Tour de France Close Call! Watch This Little Dog Barely Escape Getting Crushed by Cyclists

Happily the pooch—and everybody else—escaped unscathed despite darting directly in front of the pack during the race's second stage Sunday

By Natalie Finn Jul 01, 2013 9:16 PMTags
Tour de France DogYoutube

There's a reason why Tour de France organizers are encouraging onlookers to leave their dogs at home from now on.

With barely 2 1/2 miles to go in Stage 2 of the grueling bicycle race Sunday afternoon on the French Mediterranean isle of Corsica, a small white dog darted into the road behind a handful of cyclists who had broken away from the pack.

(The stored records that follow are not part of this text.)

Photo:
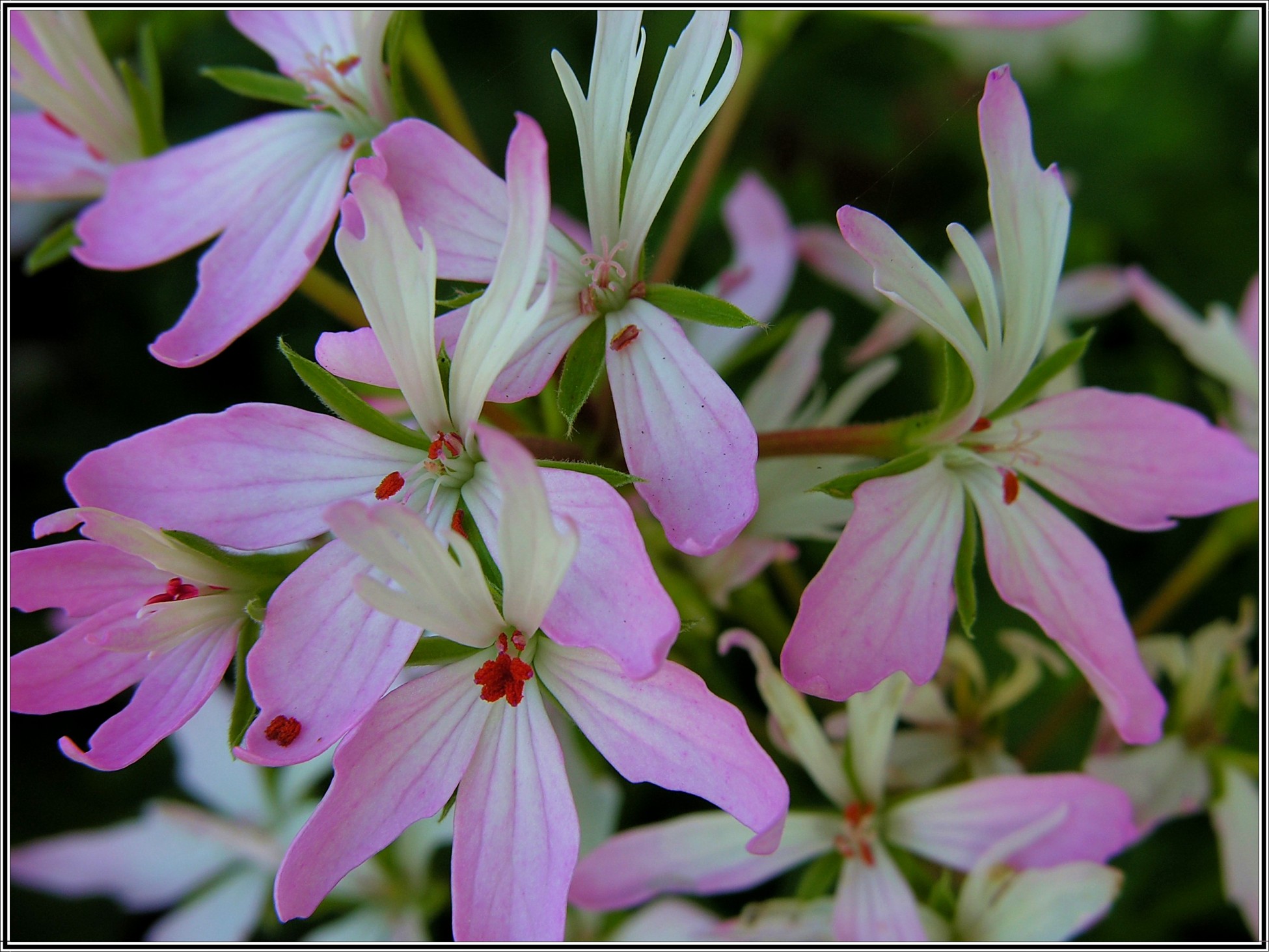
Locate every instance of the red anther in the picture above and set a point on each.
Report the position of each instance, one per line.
(282, 730)
(623, 338)
(503, 677)
(390, 487)
(1011, 487)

The whole thing was caught on video, of course...

In the footage, you can see the pooch trot all the way across the two-lane road, then scamper back toward the middle. 

A bystander ran into the road in an attempt to grab the pup, but then swiftly beat a retreat back toward his side of the road just as the rest of the peloton came zooming around the corner, followed by a caravan of team vehicles.

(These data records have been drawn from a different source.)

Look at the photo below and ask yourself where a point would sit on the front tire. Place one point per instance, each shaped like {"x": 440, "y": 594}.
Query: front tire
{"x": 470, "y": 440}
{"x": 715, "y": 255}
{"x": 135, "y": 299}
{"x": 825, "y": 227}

Happily, the dog sprinted safely to the other side, narrowly missing getting rammed into by the leader of the pack, and disaster was somehow avoided by all.

If there had been an accident, however, it wouldn't have been the first.

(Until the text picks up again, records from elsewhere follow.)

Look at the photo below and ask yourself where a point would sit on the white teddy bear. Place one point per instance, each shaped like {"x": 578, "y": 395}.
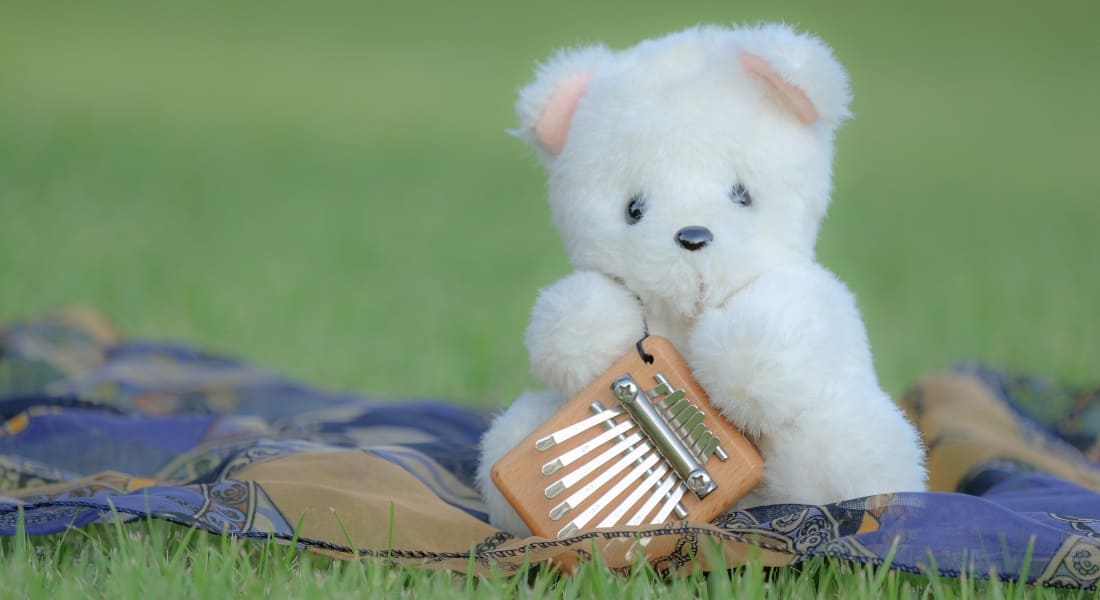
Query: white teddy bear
{"x": 688, "y": 177}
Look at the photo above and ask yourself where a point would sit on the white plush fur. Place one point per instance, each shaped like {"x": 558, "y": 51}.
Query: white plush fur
{"x": 776, "y": 339}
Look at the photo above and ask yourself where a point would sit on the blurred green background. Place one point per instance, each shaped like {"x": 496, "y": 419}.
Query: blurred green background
{"x": 327, "y": 188}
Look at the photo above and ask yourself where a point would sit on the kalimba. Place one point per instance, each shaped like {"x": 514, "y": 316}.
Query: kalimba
{"x": 640, "y": 445}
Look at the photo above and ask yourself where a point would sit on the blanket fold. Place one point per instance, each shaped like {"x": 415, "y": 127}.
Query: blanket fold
{"x": 96, "y": 428}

A runaway dog actually did cause a number of cyclists, including world-champion Belgian Philippe Gilbert, to crash last year during the Tour's 18th stage.

In 2007, German cyclist Marcus Burghardt ran into a dog during Stage 9 (he made no mention of Sunday's incident on his blog chronicling this year's Tour) and, in 2000, a horse joined the race without incident.

The second stage of the Tour de France is 96.9 miles long, starting in the Corsican city of Bastia and winding up in the capital, Ajaccio. Jan Bakelants of Belgium took the leader's yellow jacket at the end of the day. The 21-stage race lasts until July 21.